Now what about carpentry as a profession? First off, carpentry, trade school, and/ or any job in the trades should never be seen as a lesser alternative to college. With construction booming right now demand is high for skilled labor! However, companies are having a hard time filling many of their positions due to the younger generation no longer being taught the trades in grade school which has resulted in a massive skills gap that affects all of us. As the saying goes, "Skilled labor isn't cheap and cheap labor isn't skilled." Would you prefer your next project to be done with poor craftsmanship? Neither would I.
If there's one article to "hammer it home" for me it's this one from CBS's Sunday Morning with Jane Pauley. Reported by journalist Mark Strassman this news story is titled "Help Wanted" and aired in October, 2017.
Another thing you'll find throughout the country are apprenticeship programs much like the one featured in the CBS Sunday Morning news story. One such program is NCTAP located here in the Raleigh-Durham area.
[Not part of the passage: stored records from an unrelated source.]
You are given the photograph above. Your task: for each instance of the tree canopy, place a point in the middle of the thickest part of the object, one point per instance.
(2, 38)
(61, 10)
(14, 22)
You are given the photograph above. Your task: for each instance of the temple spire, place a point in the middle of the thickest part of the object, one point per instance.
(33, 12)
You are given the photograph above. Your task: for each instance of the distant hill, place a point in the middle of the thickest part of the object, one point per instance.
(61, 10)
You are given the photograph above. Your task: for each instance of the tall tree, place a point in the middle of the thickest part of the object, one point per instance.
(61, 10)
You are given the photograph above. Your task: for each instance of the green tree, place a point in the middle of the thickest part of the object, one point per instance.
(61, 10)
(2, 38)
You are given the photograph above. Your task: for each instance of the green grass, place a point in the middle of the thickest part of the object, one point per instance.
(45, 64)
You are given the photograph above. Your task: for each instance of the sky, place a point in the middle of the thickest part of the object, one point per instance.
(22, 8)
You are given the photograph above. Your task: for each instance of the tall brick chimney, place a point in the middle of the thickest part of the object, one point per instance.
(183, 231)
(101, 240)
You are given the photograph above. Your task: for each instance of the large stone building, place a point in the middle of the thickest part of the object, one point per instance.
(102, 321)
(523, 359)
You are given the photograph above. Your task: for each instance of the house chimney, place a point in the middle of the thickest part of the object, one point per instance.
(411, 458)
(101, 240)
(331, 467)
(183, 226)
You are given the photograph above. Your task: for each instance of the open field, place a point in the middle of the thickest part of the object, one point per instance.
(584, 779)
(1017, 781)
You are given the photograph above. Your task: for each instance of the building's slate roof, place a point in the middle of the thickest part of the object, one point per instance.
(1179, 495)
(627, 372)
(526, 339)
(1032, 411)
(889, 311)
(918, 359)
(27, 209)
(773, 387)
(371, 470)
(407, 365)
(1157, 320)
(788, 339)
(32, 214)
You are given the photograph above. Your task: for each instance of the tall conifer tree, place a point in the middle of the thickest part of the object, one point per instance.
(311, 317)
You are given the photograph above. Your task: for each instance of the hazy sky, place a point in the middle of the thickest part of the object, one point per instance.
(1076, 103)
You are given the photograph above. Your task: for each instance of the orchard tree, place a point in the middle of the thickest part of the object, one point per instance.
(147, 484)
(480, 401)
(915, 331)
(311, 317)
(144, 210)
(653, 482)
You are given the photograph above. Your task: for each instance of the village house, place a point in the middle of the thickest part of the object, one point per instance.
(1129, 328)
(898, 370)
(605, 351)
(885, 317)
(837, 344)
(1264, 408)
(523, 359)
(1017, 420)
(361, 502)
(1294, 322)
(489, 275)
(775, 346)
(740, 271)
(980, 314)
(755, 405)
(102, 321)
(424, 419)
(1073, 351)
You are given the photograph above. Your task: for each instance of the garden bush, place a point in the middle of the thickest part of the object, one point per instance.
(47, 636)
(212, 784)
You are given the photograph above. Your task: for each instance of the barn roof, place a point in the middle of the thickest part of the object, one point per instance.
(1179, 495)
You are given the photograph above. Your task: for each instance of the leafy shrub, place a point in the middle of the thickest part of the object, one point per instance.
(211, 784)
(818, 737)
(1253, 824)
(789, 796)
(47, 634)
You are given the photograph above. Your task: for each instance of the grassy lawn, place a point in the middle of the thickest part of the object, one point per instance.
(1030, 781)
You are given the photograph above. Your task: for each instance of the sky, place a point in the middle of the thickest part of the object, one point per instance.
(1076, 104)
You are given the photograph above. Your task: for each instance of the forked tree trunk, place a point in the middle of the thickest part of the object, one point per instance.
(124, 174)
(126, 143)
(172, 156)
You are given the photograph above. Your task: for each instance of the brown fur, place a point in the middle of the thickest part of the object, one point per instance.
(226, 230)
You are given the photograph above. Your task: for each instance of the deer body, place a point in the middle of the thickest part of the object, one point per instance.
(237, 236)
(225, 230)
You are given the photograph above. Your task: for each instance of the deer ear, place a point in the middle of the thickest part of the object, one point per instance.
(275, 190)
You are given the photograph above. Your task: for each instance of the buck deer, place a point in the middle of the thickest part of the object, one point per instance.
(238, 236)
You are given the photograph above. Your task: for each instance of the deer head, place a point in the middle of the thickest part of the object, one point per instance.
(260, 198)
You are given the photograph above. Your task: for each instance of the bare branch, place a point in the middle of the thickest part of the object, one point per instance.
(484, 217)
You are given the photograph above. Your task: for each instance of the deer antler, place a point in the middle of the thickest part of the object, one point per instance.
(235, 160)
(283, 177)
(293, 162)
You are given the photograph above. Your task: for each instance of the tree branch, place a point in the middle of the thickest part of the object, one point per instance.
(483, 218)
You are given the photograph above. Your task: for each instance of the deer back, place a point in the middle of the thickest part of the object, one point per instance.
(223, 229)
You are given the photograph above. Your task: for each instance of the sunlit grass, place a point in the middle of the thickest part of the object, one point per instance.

NCTAP stands for North Carolina Triangle Apprenticeship Program, and is a four-year program with classes leading to an Associates Degree in Mechanical Engineering Technology or Automotive Systems Technology at Wake Tech Community College OR a degree in Mechatronics Engineering Technology at Vance Granville Community College. When completed, students are guaranteed a career with benefits at participating triangle employers such as Anderson Automotive Group, Buhler Aeroglide, Revlon, and Schunk just to name a few. In addition,... zero college debt as tuition is paid for.
"America's economy has a growing labor crisis. A shortage of skilled construction workers. These men and women put a roof over your head. Carpenters, plumbers, electricians, and masons. They're getting harder and harder to find."
-reporter Mark Strassman
Such news stories can be found all over the country including right here in Raleigh, North Carolina. WRAL aired a similar story in December, 2016. It talks about the shortage and hardships many companies face finding skilled labor. To hear this story click on the WRAL news icon.
Now even though both of these stories are a few years old the skills gap continues to widen, the amount of skilled labor continues to dwindle, more trade programs are pulled from schools thereby resulting in more kids missing out on learning these true life-skills, and the number jobs available in the trades continues to grow.
Before you move forward with anything, you need to develop a solid foundation first. This is exactly what any skilled tradesman/ tradeswoman did when they were younger.
This is what I offer here at Built, LLC. A starting point. The basics. How to read a tape measure; how to scribe a line, and cut on the waste side; measure twice, cut once and so on.
Give your kid the opportunity to learn a true life-skill, have fun, discover the possibilities of carpentry, and gain the confidence to say, "Yeah! I built that!"